Sprache in Zeiten ihrer Unverbesserlichkeit

Keine Kommunikation ohne Sprache. Braucht es aber auch Normen und Vorschriften? Oder sollten wir lieber darauf verzichten? Eine Rezension aus der Alten Bücherkiste beschäftigte sich ebenfalls mit diesem wichtigen Thema: Sprache in Zeiten ihrer Unverbesserlichkeit.


Daten zum Buch

  • Autor: Dieter E. Zimmer
  • Titel: Sprache in Zeiten ihrer Unverbesserlichkeit
  • Genre: Sachbuch
  • Verlagsort der Erstausgabe: Hamburg
  • Verleger: Hoffmann und Campe
  • Erscheinungsjahr: 2005

Es ist ja immer so eine Sache, wenn man sich hinsetzt und ein leeres Blatt Papier, eine leere Bildschirmseite oder was auch immer zu füllen sucht. Einfach ist das nie, sollte es nicht sein, da schließlich der, der den Text liest, auch verstehen muss, was der, der den Text geschrieben, denn nun eigentlich gemeint mit dem, was er da eben so leichtfertig in den leeren Raum hineingeschnurpselt hat.

Um uns nun besser verständigen zu können, hat der Mensch die Sprache erfunden.
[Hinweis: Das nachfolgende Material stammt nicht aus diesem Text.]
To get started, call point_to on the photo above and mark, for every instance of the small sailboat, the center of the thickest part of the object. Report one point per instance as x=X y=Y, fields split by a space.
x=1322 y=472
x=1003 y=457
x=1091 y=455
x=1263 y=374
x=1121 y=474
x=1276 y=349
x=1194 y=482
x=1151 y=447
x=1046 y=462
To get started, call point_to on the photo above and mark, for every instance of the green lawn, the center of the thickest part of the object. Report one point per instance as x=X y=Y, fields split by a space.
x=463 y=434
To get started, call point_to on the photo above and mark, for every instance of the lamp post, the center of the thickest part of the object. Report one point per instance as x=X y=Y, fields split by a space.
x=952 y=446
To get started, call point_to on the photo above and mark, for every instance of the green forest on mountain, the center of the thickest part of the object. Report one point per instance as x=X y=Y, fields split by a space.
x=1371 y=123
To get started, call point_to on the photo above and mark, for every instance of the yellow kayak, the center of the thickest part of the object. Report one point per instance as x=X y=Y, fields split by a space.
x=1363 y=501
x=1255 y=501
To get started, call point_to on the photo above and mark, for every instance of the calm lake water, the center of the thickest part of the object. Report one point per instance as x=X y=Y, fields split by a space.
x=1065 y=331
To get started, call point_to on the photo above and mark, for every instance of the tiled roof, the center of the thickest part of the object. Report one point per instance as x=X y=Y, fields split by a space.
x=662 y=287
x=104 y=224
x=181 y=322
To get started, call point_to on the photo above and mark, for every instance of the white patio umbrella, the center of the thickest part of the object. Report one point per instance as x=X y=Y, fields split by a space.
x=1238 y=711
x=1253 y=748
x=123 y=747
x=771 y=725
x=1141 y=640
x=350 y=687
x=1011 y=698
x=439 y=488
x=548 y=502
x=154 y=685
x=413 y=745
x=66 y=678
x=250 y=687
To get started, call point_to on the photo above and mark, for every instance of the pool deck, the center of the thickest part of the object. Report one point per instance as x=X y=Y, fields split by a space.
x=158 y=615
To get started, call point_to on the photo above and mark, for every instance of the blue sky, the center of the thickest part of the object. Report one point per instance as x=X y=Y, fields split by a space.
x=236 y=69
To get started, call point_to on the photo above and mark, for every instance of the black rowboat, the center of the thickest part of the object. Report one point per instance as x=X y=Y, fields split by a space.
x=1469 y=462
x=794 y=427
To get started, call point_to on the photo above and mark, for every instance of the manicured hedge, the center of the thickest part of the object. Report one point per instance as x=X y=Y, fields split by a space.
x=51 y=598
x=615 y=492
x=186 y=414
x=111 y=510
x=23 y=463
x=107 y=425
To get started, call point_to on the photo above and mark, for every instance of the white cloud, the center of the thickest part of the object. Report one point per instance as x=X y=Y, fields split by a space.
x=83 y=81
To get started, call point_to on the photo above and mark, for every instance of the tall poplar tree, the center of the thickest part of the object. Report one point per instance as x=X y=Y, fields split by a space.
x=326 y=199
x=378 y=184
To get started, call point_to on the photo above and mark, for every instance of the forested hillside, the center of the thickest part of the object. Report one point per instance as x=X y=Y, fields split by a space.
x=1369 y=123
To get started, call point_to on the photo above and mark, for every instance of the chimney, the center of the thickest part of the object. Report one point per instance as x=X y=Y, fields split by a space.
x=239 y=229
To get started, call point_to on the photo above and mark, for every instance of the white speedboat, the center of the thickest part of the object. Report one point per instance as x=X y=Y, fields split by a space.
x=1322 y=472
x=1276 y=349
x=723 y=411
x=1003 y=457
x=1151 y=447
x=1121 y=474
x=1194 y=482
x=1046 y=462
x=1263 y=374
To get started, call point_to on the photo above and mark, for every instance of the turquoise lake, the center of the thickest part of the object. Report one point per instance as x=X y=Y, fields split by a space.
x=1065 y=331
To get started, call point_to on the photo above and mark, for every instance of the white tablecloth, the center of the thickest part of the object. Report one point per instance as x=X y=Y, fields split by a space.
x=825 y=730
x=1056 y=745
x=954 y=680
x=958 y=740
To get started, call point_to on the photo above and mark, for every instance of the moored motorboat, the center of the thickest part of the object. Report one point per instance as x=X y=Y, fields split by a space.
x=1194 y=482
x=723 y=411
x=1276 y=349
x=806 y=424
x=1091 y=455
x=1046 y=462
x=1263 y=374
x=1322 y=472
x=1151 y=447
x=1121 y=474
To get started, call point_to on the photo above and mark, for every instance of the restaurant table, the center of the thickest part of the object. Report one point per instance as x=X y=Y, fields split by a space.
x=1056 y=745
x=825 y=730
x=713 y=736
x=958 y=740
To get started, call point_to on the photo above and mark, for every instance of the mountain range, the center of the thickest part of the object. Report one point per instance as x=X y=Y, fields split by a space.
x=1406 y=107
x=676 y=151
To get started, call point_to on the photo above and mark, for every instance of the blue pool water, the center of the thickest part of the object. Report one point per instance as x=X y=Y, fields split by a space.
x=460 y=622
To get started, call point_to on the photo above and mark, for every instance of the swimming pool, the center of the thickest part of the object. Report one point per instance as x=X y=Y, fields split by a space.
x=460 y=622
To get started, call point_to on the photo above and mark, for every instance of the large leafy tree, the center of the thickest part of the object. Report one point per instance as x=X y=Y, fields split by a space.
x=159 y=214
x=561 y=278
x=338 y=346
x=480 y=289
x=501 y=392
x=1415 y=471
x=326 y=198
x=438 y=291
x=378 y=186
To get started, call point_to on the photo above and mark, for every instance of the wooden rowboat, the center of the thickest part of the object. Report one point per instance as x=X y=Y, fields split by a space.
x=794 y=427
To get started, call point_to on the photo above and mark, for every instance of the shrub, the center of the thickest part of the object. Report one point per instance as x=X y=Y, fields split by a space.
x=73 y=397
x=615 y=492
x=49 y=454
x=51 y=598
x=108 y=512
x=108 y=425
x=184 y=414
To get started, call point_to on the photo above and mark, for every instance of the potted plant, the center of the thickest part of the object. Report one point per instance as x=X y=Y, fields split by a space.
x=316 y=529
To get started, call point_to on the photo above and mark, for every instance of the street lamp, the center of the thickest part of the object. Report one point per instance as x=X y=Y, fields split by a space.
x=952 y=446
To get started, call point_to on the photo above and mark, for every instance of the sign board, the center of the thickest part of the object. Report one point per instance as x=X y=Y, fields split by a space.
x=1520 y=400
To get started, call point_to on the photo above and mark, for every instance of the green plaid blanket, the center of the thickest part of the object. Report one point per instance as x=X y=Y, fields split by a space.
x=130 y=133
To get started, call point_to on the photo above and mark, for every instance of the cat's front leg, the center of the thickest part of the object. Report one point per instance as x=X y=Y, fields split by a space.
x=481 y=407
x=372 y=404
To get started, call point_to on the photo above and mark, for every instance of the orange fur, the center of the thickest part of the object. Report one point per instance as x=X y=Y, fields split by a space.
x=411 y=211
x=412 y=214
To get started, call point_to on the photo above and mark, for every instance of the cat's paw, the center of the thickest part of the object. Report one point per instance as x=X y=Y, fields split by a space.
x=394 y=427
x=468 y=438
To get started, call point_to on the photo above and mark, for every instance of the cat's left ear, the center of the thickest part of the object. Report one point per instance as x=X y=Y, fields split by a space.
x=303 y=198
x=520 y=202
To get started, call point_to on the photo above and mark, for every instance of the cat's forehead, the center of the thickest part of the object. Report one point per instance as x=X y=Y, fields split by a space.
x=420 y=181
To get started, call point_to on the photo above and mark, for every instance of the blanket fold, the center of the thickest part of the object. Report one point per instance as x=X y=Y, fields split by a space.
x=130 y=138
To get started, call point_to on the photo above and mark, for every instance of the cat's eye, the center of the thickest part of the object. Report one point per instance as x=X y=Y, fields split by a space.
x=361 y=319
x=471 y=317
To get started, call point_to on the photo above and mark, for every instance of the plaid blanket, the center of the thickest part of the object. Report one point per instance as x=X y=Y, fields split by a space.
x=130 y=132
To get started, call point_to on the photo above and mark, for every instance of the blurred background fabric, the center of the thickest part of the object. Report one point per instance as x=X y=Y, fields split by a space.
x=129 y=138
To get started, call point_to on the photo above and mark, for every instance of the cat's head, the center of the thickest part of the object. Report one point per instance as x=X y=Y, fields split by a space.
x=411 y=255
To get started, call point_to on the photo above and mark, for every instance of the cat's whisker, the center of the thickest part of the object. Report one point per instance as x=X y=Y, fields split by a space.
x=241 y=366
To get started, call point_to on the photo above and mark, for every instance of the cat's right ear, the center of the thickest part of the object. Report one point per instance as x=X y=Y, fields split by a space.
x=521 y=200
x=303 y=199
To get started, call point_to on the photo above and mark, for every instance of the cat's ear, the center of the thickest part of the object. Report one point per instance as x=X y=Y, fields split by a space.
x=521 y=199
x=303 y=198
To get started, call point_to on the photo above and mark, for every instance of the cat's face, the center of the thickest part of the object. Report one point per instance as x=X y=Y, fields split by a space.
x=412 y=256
Doch der Gebrauch derselben, der der deutschen zumal, ist nicht immer ganz einfach, das wissen wir alle: All ihrer Fallen und Stricke eingedenk, grenzt es wohl fast schon an ein Wunder, dass es überhaupt noch Texte gibt, die ohne jeden Fehler auskommen.

Wenn wir Kritikastern wie Wolf Schneider, Ruprecht Skasa-Weiß oder Bastian Sick glauben dürfen, dann scheint die deutsche Sprache inzwischen vor die Hunde gegangen zu sein. Das ist wohl nicht der Fall, dennoch seien an dieser Stelle wenigstens ein paar kleine, unauffällige Schnitzer genannt: Populär ist ganz sicher der Elativ, den wir in geläufigen Ausdrücken wie ›in keinster Weise‹ oder ›zur vollsten Zufriedenheit‹ finden.

Reden wir nicht so seit Jahr und Tag mit großer Selbstverständlichkeit, auch wenn ein volles Glas voller zu füllen gar nicht geht. ›Wohlgesonnen‹ ist uns so mancher eventuell, obwohl immerhin noch kaum einer mit ›Gleichgesonnenen‹ rumhängt. Und wie der korrekte Konjunktiv von ›brauchen‹ heißt, weiß wohl ohnehin nur noch ein Sprachakrobat.

Auch der Publizist Dieter E. Zimmer beschäftigt sich in seinem Buch Sprache in Zeiten ihrer Unverbesserlichkeit (Hamburg: Hoffmann und Campe 2005) mit Sprachkritik und Sprachwissenschaft, hinterfragt also, ob wir ›gewunken‹ sagen dürfen oder nicht doch lieber ›gewinkt‹, hinterfragt auch, ob wir Sprachkritik überhaupt benötigen, hinterfragt, ob Robert A. Hall nicht Recht hatte, als er sagte, man soll seine Sprache in Ruhe lassen (S. 31), ob also Normen überflüssig, ja, ob nicht gar Wörterbücher und Grammatiken vollkommen nutzlos seien.

Es geht auch um ›McDeutsch‹ (S. 105), darum also, was gut daran ist, was schlecht, fremde Worte einzuführen in die deutsche Sprache, und darum, wie die englische Grammatik in die deutsche hineinzuwirken beginne (S. 149). Ein großes Kapitel ist der Rechtschreibreform gewidmet; das ist naturgemäß besonders spannend, vor allem deshalb, weil Zimmer nüchtern zu analysieren versteht und nicht im Viereck rumspringt wie ein kleines Kind, dem man den Lolli geklaut hat – so, wie es die Sprachexperten tun, die ihren Senf nicht dazugeben durften zur Reform und deshalb Zetermordio rufen und der Welt wohl am liebsten adieu (oder Adieu?) sagen würden.

Zimmer zeigt zwei Dinge auf: Erstens, die Mythen, die sich bei den fundamentalistischen Gegnern der Reform festgesetzt haben; zweitens, die offensichtlichen Schwächen der Reform (Groß-, Getrennt- und Zusammenschreibung usw.).

Ein Buch für jeden, der sich gerne mit der deutschen Sprache beschäftigt. Sehr empfehlenswert.